There are two methods of claiming your work-from-home expenses;
- the short-cut method, and
- the actual method.
The short-cut method allows you to claim a fixed 67c rate for every hour you work from home. This covers your energy expenses (electricity and gas), internet expenses, mobile and home phone expenses, and stationery and computer consumables such as ink and paper. To use this method, you must keep a record of the actual days and times you work from home because the ATO has stated that they will not accept estimates.
The alternative is to claim the actual expenses you have incurred on top of your regular running costs for working from home. You will need copies of your expenses and your diary for at least four continuous weeks that represent your typical work pattern.
Rental Properties- Landlords beware
If you own an investment property, a key concept to understand is that you can only claim a deduction for expenses you incurred in the course of earning income. That is, the property needs to be rented or genuinely available for rent to claim the expenses.
It sounds obvious, but taxpayers claiming investment property expenses when family or friends were using the property, it was taken off the market for some reason, or it was listed for an unreasonable rental rate is a significant focus for the ATO, particularly if the property is in a holiday hotspot.

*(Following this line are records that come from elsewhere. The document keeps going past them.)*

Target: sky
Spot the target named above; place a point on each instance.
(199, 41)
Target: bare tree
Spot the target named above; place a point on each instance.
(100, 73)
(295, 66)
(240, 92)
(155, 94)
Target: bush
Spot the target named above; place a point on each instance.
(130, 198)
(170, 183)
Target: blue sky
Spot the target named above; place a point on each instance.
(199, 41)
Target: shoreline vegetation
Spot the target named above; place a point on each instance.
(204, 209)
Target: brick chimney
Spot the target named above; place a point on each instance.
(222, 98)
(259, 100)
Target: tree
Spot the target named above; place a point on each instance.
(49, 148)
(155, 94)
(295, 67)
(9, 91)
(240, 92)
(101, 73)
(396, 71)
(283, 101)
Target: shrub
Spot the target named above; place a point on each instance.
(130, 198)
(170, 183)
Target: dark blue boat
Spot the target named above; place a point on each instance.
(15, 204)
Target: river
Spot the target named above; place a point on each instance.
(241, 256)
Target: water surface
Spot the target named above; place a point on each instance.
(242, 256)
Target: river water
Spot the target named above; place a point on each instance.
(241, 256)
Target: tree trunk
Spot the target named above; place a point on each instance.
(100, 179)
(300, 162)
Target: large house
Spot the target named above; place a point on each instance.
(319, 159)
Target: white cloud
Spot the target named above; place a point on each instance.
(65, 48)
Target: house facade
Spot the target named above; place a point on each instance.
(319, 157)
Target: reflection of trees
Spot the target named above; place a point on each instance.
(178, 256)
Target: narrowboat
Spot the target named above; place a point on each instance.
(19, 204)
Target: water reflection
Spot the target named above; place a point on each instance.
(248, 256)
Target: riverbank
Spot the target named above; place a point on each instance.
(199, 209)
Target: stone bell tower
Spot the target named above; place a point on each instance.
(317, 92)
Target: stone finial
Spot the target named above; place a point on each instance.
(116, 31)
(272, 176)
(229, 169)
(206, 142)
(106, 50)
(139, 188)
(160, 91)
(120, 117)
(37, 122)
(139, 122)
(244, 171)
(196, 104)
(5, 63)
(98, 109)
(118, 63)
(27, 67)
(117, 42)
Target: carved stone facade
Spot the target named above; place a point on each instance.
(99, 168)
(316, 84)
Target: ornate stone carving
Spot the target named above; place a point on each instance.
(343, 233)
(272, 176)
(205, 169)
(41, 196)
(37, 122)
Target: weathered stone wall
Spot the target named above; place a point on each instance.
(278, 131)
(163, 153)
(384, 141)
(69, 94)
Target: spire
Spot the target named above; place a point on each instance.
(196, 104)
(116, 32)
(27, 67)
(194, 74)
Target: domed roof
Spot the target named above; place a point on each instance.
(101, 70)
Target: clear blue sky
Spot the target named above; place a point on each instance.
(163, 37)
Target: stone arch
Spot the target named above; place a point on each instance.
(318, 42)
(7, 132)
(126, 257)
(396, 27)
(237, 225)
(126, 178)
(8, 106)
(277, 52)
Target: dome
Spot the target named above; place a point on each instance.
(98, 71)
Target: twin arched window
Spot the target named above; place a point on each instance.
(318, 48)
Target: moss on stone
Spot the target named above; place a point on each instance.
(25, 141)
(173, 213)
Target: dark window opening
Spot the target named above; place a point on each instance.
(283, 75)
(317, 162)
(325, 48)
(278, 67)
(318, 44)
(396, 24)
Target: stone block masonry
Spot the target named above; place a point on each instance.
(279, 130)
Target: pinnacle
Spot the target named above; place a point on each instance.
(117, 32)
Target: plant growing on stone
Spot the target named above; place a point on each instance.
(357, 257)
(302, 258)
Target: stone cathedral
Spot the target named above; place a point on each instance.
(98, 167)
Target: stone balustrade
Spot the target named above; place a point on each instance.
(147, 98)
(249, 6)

The ATO is actively pursuing a series of issues this tax season. These include:
- Refinancing and redrawing loans – you can generally claim interest on the amount borrowed for the rental property as a deduction. However, where any part of the loan relates to personal expenses or where part of the loan has been refinanced to free up cash for your personal needs (school fees, holidays, etc.), then the loan expenses need to be apportioned, and only that portion that relates to the rental property can be claimed. The ATO matches financial institution data to identify taxpayers claiming more than they should for interest expenses.

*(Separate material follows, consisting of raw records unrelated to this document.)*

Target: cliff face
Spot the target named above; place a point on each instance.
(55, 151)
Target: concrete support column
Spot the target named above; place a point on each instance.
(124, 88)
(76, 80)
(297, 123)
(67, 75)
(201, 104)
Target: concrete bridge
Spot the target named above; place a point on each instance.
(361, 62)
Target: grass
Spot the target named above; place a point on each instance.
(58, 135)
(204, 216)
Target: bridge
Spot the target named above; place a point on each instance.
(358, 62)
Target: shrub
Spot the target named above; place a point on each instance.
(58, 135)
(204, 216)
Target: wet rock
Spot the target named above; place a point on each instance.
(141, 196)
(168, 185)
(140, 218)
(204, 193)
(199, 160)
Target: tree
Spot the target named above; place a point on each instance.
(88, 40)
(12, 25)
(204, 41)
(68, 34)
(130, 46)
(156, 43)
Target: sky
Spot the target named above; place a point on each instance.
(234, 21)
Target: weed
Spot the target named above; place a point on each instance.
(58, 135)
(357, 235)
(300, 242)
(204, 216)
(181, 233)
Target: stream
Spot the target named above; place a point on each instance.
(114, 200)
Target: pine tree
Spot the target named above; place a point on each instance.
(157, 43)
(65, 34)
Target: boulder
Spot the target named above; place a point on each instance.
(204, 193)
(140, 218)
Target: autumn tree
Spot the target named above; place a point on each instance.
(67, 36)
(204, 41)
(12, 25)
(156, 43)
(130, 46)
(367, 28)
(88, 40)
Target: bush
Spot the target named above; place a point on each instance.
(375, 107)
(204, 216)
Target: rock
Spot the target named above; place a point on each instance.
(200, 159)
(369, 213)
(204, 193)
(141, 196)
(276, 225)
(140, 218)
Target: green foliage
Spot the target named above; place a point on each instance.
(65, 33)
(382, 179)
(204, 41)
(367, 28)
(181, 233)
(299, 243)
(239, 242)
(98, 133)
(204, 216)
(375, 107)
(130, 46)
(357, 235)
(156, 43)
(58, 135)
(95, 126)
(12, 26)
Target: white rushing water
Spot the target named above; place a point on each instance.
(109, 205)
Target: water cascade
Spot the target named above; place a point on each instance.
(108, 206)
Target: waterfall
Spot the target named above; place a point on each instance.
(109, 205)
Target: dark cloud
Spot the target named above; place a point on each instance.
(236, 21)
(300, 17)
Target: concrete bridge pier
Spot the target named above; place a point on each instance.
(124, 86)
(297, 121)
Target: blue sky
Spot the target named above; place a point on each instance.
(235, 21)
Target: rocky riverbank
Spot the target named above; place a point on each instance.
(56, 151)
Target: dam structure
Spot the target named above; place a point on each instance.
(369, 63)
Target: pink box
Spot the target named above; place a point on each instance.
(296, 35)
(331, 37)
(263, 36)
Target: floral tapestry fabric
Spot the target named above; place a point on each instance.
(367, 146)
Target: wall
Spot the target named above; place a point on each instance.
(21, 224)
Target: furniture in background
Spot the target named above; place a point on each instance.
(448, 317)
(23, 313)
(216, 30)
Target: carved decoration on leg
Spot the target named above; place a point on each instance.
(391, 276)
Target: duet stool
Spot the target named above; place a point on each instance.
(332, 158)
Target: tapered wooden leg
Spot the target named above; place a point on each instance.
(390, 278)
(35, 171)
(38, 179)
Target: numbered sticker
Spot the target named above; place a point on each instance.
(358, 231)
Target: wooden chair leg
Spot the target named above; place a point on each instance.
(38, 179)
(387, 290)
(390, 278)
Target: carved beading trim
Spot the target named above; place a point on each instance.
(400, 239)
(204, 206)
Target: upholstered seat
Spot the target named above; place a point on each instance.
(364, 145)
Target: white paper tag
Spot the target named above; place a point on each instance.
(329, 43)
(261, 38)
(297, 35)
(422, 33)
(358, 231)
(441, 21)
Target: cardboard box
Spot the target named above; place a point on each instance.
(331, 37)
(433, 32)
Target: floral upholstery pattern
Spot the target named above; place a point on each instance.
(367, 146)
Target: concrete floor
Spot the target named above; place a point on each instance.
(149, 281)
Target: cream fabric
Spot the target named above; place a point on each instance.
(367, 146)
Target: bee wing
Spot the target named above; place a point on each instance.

This is why AAG is involved in financing and assists clients with suitable loan structures. We are very mindful of the ATO’s focus. These are some different strategies that we utilise to achieve the best tax outcome. - The difference between repairs and maintenance and capital improvements. While repairs and maintenance can often be claimed immediately, a deduction for capital works is generally spread over several years. Repairs and maintenance expenses must relate directly to the wear and tear resulting from the property being rented out. It typically involves restoring the property back to its previous state, for example, replacing damaged palings of a fence. You cannot claim repairs required when you first purchased the property. Capital works, such as structural improvements to the property, are generally deducted at 2.5% of the construction cost for 40 years from the date construction was completed. When you replace an entire asset, like a hot water system, this is a depreciating asset, and the deduction is claimed over time (different rates and periods apply to different assets).

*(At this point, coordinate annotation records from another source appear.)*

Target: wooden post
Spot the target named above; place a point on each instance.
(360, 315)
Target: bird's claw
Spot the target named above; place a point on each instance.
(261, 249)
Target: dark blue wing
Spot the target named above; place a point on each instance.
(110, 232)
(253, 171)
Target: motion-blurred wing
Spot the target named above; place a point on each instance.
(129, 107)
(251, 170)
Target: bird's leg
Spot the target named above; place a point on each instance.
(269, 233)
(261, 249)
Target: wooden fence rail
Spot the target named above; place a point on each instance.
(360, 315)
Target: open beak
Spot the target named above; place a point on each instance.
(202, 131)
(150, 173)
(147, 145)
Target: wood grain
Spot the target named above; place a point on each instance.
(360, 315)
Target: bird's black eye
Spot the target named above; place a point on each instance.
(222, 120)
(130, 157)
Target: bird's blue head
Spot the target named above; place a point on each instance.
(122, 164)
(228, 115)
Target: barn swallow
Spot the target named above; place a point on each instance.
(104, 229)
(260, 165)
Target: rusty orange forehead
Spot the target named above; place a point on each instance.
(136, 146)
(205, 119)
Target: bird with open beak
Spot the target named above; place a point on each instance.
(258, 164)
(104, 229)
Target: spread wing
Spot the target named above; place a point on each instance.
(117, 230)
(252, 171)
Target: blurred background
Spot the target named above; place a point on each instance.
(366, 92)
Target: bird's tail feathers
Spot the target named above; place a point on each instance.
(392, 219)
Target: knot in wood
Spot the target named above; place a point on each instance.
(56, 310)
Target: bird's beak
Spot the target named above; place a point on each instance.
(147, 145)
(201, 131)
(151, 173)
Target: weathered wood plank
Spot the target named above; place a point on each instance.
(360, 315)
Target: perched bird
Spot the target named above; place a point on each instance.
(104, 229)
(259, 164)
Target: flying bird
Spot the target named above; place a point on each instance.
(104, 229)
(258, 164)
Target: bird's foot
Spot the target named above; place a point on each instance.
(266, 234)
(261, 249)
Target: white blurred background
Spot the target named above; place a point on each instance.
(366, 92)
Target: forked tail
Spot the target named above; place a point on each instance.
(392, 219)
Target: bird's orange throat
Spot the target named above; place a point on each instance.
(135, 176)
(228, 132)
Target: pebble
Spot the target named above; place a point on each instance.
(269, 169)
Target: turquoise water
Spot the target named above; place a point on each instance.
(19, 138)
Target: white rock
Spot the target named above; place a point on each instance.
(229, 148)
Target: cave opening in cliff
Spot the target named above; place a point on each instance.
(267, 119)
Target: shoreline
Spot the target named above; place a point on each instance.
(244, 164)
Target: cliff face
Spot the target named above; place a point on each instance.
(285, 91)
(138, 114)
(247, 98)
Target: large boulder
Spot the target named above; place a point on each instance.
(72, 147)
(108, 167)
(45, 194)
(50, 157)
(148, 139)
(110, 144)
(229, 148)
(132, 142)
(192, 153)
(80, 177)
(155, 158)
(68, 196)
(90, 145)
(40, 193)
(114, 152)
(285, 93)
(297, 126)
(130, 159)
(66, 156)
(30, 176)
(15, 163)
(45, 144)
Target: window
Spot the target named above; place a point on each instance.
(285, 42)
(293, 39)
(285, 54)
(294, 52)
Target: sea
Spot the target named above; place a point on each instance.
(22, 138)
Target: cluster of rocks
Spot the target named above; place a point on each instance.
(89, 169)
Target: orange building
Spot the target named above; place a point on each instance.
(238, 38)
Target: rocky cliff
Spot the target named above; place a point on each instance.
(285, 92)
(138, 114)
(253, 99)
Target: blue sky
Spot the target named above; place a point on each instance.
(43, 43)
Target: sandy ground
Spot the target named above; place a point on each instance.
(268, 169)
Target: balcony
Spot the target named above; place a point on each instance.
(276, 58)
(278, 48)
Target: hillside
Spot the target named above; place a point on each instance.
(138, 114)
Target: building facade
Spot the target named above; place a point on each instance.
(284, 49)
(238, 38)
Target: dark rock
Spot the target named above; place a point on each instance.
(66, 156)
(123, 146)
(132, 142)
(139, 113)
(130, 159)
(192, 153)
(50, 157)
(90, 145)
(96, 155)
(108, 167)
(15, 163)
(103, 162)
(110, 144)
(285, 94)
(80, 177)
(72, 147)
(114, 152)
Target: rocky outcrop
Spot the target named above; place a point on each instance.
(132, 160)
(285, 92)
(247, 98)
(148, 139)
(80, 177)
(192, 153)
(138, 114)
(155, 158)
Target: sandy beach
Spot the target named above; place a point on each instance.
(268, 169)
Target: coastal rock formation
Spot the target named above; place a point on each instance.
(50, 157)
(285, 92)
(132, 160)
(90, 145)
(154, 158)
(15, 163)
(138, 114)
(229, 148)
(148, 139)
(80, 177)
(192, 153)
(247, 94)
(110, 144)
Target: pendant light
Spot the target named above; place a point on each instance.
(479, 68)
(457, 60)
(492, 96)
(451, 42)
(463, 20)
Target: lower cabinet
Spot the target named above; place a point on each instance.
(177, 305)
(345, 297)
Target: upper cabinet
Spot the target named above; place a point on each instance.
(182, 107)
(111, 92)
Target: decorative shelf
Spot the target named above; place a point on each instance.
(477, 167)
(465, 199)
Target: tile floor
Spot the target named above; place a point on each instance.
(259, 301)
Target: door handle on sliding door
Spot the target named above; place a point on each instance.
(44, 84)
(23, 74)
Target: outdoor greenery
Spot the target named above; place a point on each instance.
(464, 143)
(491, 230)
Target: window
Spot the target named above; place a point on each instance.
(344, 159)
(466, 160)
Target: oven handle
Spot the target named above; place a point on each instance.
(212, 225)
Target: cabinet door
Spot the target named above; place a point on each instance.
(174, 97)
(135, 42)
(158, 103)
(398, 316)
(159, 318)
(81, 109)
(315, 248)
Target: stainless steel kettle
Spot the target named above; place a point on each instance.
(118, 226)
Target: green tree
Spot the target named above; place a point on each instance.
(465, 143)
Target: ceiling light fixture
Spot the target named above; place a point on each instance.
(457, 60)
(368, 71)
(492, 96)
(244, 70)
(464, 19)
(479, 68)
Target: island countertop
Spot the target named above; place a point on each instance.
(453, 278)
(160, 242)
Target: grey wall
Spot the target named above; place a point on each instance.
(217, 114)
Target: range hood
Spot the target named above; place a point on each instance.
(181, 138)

- Co-owned property – rental income and expenses must usually be claimed according to your legal interest in the property. Joint tenant owners must claim 50% of the expenses and income, and tenants in common according to their legal ownership percentage. It does not matter who actually paid for the expenses.
Ride-Share Drivers / Short-Term Stays / Gig Economy Income
It’s essential that any income (including money, appearance fees, and ‘gifts’) earned from platforms such as Airbnb, Stayz, Uber, OnlyFans, YouTube, etc., is declared in your tax return.
The tax rules consider that you have earned the income “as soon as it is applied or dealt with in any way on your behalf or as you direct”. If you are a content creator, for example, this is when your account is credited, not when you direct the money to be paid to your personal or business account. Squirrelling it away from the ATO in your platform account won’t protect you from paying tax on it.
Since 1 July 2023, the platforms delivering ride-sourcing, taxi travel, and short-term accommodation (under 90 days) have been required to report transactions made through their platform to the ATO under the sharing economy reporting regime. This is the first year that the ATO will have taxpayers’ income tax returns to match this data.
All other sharing economy platforms will be required to start reporting from 1 July 2024. If you have income you have not declared, do it now before the ATO discovers it and applies penalties and interest.